2) Role simulation and assessment - The typical role assessment that takes place is a formal interview, in a meeting room separate and abstracted from the actual work that we want the person to do.

Imagine if you were hiring a welder, would you put them in a room and ask them about how many fingernails could fit in a glass of water? Yet this is how we hire the vast majority of people in the world today.

Instead of performance-biased formal interviews, we should be setting up simulated environments to give the professional an idea of the working environment, tools and challenges of the job.

The easiest way to do this is to assign the prospective job seekers a task. Similar to the dynamics of Bug Bounties and Kaggle, if you are hiring a salesperson - have them do something related to the work you expect them to do with the constraints that you plan to put them under. If you are hiring an engineer, give them a project to work on that is a sample of the work you will expect them to do.

Give them instructions, support and details based on what the environment provides. If you work in a highly unstructured environment without clear guidelines, don’t give the job seekers clear instructions.

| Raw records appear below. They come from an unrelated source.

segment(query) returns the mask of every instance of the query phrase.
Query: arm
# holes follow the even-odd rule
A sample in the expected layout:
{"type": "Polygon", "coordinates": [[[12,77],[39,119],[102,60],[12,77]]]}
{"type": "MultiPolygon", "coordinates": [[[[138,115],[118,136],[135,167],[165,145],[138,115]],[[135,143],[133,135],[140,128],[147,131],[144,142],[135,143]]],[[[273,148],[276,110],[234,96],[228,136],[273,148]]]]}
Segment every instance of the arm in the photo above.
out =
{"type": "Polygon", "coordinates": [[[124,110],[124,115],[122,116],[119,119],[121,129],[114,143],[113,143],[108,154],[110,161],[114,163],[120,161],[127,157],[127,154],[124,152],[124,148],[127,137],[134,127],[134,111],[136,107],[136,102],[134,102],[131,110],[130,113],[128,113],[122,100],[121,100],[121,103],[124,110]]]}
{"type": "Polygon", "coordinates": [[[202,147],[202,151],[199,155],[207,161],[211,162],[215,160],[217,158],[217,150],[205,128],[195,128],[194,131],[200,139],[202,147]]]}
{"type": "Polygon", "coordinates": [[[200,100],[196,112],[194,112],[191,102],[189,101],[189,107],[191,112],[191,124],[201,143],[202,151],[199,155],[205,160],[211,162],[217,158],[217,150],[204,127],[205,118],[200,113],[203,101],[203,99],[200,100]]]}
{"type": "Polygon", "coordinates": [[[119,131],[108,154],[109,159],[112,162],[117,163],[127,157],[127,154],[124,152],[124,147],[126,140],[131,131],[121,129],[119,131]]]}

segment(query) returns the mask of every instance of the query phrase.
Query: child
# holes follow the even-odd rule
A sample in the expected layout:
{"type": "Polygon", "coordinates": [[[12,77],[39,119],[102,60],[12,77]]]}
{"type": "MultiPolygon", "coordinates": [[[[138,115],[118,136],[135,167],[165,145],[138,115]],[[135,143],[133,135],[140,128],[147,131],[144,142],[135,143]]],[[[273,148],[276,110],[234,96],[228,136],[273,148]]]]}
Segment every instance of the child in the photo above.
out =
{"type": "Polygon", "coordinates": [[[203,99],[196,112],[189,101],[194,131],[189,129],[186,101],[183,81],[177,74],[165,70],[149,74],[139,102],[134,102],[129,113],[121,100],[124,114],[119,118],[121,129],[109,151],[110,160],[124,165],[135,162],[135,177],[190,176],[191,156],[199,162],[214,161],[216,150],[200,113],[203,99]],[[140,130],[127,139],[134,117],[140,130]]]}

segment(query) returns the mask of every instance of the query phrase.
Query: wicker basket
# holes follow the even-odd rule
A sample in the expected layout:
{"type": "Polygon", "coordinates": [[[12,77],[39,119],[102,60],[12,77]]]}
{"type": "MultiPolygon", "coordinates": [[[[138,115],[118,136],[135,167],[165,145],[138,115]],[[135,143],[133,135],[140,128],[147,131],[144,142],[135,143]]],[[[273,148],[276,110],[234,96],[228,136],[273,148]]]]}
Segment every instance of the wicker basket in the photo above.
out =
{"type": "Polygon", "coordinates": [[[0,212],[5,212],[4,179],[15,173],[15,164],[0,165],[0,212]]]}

Ideally, you want the assignment briefing, process and review to be completely blind without involvement of anyone who might bias the review. Based on how they perform on the assessment, job seekers should be automatically selected for a job simulation or trial where they will actually come in (and be paid if necessary) to work a few hours/days/weeks with the same team they will be expected to work with.

The success of any hire is subject to multiple factors including the individual attitude, interests, the support structure of the company and the dynamics of the team. Simply interviewing them based on how they perform on an abstract written assessment, closed-door performance-interview and gut-feel produces no measurable long-term impact.

Hiring processes should be designed from the bottom up to include the maximum number of possible people who could do well at the job rather than excluding people based on arbitrary, abstract keywords in their profiles and a list of job details.

The assessment and simulation designed right, does the rest.
Designed well such an assessment and screening process automatically filters out people who lack the right attitude and interests for the role. They simply won’t complete the assessments or will find that they aren’t suitable for the needs of the job.

If we setup the skills-assessment, simulation properly to evaluate the right skills needed for the environment and needs of each role, the very process of going through the assessment identifies the best people for the role.

Why doesn’t it happen?

This kind of assessment design requires thinking about hiring in a way that most managers and organisations have not considered before. Companies have become automated factories and incentivize people to hire in a robotic and streamlined manner. Applicant Tracking Systems (ATS) and Human Resource Information & Management Systems (HRIMS) are designed to be structured, inflexible and compliant. Yet, the nature of work is now more similar to the skilled crafts of the past.

Organisations and managers today are more concerned about discipline, creativity, team-dynamics and commitment. These are qualities more common in a skilled apprentice than a factory-line worker.

We would all benefit from rethinking how we can design assessment environments to attract and hire the right people; not the best people.

What comes next?

Once the role and environment has been setup, you are able to start testing results and tweaking the process of attracting, finding and screening people through the process.

Separately, you will want to consider how are you selecting people to go through what kind of assessment and how will each person situation predict a response to that. A 20 years experienced executive from your direct competitor, likely won’t respond well to going through a google search skills assessment.

Many companies setup their recruiting process once as a static system and then forget about it. Hiring for skills requires rebuilding the hiring process for every role, every time and constantly tweaking to get better results. It is a strangely human process.